Network security operations becoming more difficult

One hundred and fifty enterprise IT security professionals from a wide range of industries were surveyed by Enterprise Strategy Group (ESG) to gain a better understanding of their plans for adopting software-defined networking (SDN) in the near future, as well as their opinions on the increasing level of difficulty in managing heterogeneous network environments.

Network security operations

The survey indicates a need for greater automation and converged management, command and control capabilities for security operations across physical, virtual and hybrid cloud platforms.

“We’re witnessing a new network model evolving: the heterogeneous, multi-dimensional cloud infrastructure, in which enterprises have a little bit of everything – AWS, Microsoft Azure, Google, IBM SoftLayer, VMware, and Cisco. As this model evolves, organizations are struggling to implement policies that help them manage all of these fragments and meet security, compliance and risk mandates,” said Jon Oltsik, principal analyst with ESG.

Increased difficulty in network security operations

Survey respondents cited the addition of more devices to the network (55%), increases in the number of networking and security technologies in use (52%), and the deployment of numerous new applications (50%) as the primary drivers of this increased security operations difficulty.

The survey also found that 69% of respondents currently operating a private cloud, using public cloud services, or both say they are still learning how to apply security policies to hybrid cloud infrastructure.

From on-premise to cloud and SDN

Cloud services and SDN are seen as increasingly viable alternatives to traditional on-premises solutions. The survey found that 79% of organizations are committed to SDN as a long-term strategy and are already implementing various technologies or conducting proofs of concept. In fact, 51% of respondents participating in the research reported two or more SDN technologies were in use in some capacity within their organizations today.

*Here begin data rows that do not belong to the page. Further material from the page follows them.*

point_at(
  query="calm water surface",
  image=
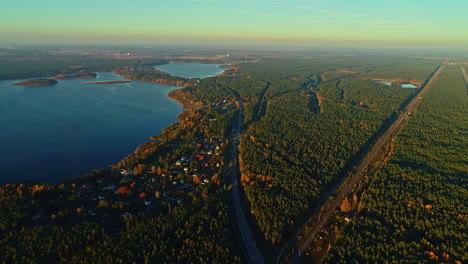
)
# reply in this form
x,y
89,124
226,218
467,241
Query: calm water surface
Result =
x,y
191,70
55,132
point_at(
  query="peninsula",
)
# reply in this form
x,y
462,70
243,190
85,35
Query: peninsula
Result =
x,y
37,82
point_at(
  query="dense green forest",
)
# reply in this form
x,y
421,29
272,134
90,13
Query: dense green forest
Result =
x,y
306,121
415,209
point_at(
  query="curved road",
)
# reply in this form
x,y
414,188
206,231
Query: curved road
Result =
x,y
347,185
254,255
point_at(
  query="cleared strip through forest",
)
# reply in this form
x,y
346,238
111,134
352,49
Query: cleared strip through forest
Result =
x,y
346,186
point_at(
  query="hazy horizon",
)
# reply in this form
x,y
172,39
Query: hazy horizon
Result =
x,y
270,23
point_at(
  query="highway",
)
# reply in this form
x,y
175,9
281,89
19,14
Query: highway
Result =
x,y
254,255
346,186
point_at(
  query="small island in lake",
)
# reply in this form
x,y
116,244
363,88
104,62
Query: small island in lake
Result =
x,y
37,82
109,82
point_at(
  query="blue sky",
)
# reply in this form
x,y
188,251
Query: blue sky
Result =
x,y
384,22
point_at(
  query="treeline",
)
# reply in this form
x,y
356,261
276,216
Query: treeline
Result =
x,y
196,233
415,209
292,153
149,74
103,217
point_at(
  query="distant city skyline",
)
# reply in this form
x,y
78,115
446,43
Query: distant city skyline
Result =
x,y
269,22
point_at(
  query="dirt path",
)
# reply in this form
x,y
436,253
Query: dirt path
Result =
x,y
346,186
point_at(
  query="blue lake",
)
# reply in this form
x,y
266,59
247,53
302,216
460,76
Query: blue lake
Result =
x,y
191,70
386,83
55,132
409,85
405,85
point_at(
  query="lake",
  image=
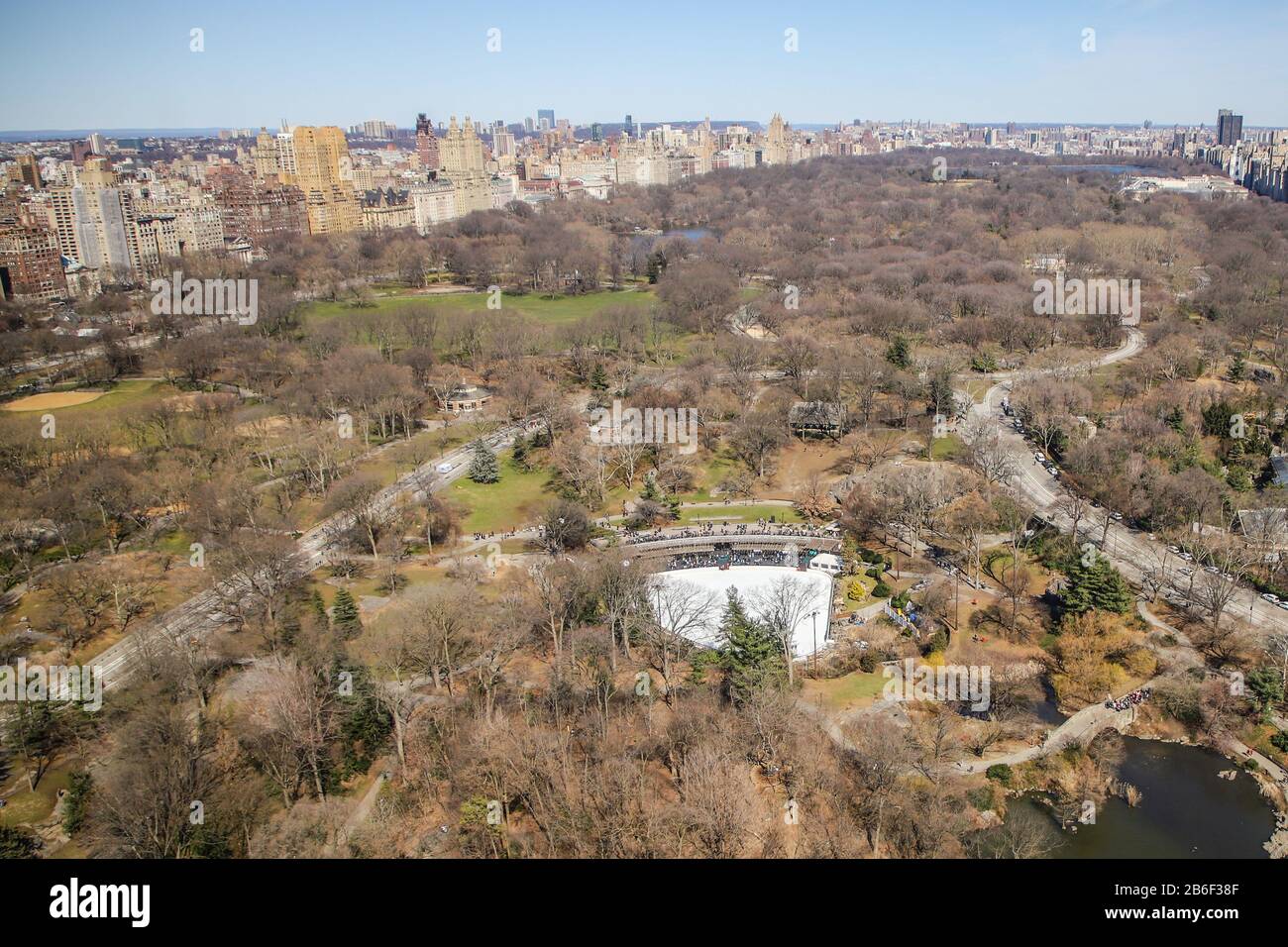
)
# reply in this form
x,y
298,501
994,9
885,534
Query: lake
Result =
x,y
1186,810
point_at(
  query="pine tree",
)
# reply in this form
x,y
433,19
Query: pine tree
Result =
x,y
1099,586
751,656
483,467
344,615
318,607
520,453
900,354
651,491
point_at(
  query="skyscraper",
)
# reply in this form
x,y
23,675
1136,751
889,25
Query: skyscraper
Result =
x,y
464,165
1229,128
426,144
323,171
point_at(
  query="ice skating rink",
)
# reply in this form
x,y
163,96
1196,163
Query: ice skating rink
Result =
x,y
754,583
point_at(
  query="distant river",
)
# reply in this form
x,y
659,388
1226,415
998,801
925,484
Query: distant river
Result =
x,y
1186,810
1108,169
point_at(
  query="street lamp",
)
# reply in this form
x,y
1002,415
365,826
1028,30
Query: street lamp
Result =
x,y
812,620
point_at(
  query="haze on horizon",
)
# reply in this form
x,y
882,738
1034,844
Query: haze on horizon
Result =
x,y
1167,60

The survey also found that 91% of organizations are actively using cloud-based infrastructure-as-a-service (IaaS) and/or platform-as-a-service (PaaS) as part of their IT strategy, and that 61% of organizations currently use multiple public cloud services.

Lack of cloud computing security skills

As hybrid cloud environments continue to become the IT standard, organizations are struggling to apply policies in the same way as physical environments. Of the organizations currently operating a private cloud, using public cloud services, or both, 49% don’t feel the security team has the right level of cloud computing skills to provide the same types of network security controls and oversight as it does on physical infrastructure.

Sixty-one percent (61%) also say it’s difficult to get the same level of visibility into cloud-based workloads as they have in their physical network, and 56% say it’s difficult to audit network security controls in the cloud.

Security operations and processes still insufficient

As networks become more complex, security policy orchestration and automation is increasingly crucial. Nearly 90% of survey respondents rated network security operations automation as very important or critical to its future business application plans and IT initiatives.

While survey respondents agree that automation can enable the operations team to do more with existing resources (85%), improve network security protection by tightening security policies (85%), and help minimize security misconfiguration caused by human error (85%), only 23% of organizations who are currently using private and/or public cloud technologies feel strongly that current network security operations and processes have the right level of orchestration needed for the cloud.